Sağlık Bakanlığı Pandemi Bilim Kurulu üyelerinden Hacettepe Üniversitesi Halk Sağlığı Ana Bilim Dalı Öğretim Üyesi Prof. Dr. Levent Akın bakanlığın bu süreçte hata yapmadığını belirtiyor. DSÖ'nün salgın alarmı verdiğini, bakanlığın da talimata uygun hareket ettiğini söylüyor: “Bakanlık sadece toplumun bilinçlenmesi yönünde çalışma yaptı. Önlem alınmasını sağladı. Sonuçta gribin öldürücü niteliği vardı. Hamilelerde son altı yılda gribe bağlı ölüm olmadığı hâlde bu yıl 27 anne adayı hayatını kaybetti. Demek ki bazı gruplarda daha hızlı ölümlere sebep olabiliyormuş. Bunu öğrendik.”
Aslında bu süreçte ülkelerin veya hükûmetlerin çok fazla etkisi yok. Çünkü Dünya Sağlık Örgütü alarm verdiğinde ülkeler de en kötü senaryoya göre önlem almak zorundaydı. Türkiye gibi birçok ülke önlemlerini alanlar arasında yer aldı. Grip abartılmış olsa da önlem almakta fayda vardı.
Sağlık Bakanlığı 17 Ocak verilerine göre Türkiye'de hastalıktan 627 kişi hayatını kaybetti.

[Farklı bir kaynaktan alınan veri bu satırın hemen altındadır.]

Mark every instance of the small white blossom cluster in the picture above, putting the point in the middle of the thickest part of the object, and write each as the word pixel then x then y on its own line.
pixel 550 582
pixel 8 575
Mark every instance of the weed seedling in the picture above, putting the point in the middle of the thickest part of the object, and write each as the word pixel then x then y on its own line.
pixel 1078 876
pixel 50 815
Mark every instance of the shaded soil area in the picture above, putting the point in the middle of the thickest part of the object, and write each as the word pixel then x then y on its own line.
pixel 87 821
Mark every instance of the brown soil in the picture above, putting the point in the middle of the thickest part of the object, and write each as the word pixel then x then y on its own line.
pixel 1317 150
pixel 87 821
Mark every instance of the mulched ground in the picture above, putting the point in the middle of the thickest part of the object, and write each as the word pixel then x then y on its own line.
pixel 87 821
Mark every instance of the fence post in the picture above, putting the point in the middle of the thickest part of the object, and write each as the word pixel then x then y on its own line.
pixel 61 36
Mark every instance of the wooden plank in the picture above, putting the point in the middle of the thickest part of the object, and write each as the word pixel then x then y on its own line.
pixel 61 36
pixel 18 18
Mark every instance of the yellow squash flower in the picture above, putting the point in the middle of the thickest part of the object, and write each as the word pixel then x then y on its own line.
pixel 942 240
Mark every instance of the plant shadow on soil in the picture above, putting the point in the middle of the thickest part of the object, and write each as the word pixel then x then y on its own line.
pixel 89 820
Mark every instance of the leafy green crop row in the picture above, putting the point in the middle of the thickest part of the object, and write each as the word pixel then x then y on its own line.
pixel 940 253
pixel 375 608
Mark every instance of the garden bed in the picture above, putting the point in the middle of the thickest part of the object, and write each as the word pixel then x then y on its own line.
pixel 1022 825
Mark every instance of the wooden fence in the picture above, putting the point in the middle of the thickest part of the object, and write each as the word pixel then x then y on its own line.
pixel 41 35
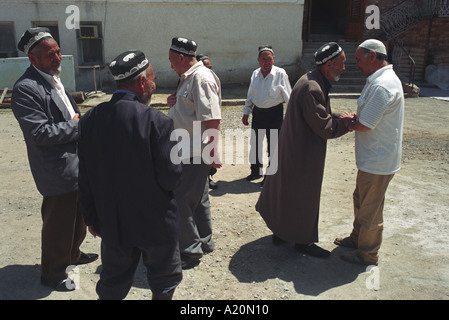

Bunların 40'ı gebe ve lohusaydı. Hâlen 67 kişi hastanede tedavi altında, 22 kişi yoğun bakımda, 17 kişi ise solunum cihazına bağlı olarak izlenmekte. Hayatını kaybeden kişilerin yüzde 35'i altta yatan kronik bir hastalığı bulunmayan sağlıklı kişilerdi.
DSÖ, Nisan 2009'da bilim adamlarının tavsiyesiyle tüm dünyada hükûmetlerin referans aldığı 'pandemi' (salgın) tanımını değiştirdi. Eski tanımda DSÖ'nün bir hastalığı pandemi olarak ilan edebilmesi için yeni bir virüsün ortaya çıkması, hızla yayılması, insanların bu hastalığa bağışıklığının bulunmaması, yüksek ölüm oranına sahip olması ve bulaşma oranının yüksek olması gerekiyordu. Ancak nisan ayında alınan kararla DSÖ, bu son iki şarttan vazgeçti ve ölüm oranı yüksek olmayan domuz gribi hastalığı bir anda pandemi tanımının içinde kendine yer buldu.
Dr. Neil Rau (Kanadalı mikrobiyoloji uzmanı): Bu yaşadığımız salgınların en hafifiydi ama en güçlüsüymüş imajı oluşturuldu. Hâlâ salgının Dünya Sağlık Örgütü tarafından 'orta derece' olarak gösterilmesine anlam veremiyorum. Artık ortada çok hafif geçen bir salgın var.
Dr. Russell Blaylock (Güney Carolina Üniversitesi): Bilim dünyası bu sonuçları daha önceden öngörebilmiş olsaydı tüm dünya genelinde toplu aşılama faaliyetleri gibi önlemler alınması söz konusu olmayacaktı.
Prof. Robert Field (Drexel Üniversitesi): Kamu sağlığını ilgilendiren konularda tüm güvenlik önlemlerini almak sonradan 'pardon' demekten iyidir. Eğer bu kadar çok önlem alınmamış olsaydı ve büyük bir salgın patlasaydı o zaman insanlar buna karşı hazırlıksız yakalandıkları için eleştiri oklarının hedefi olacaktı.
Dr. Joseph Mercola: Bu salgının gerçekleşmeyeceği başından beri belliydi. 2009 yılı hükûmetlerin ve ilaç endüstrisinin karıştığı en büyük sağlık skandallarından birinin yaşandığı yıl olarak hatırlanacak. Tüm dünyaya korku salıp domuz gribini çok tehlikeli bir hastalıkmış gibi gösterenler ceplerini doldurdu.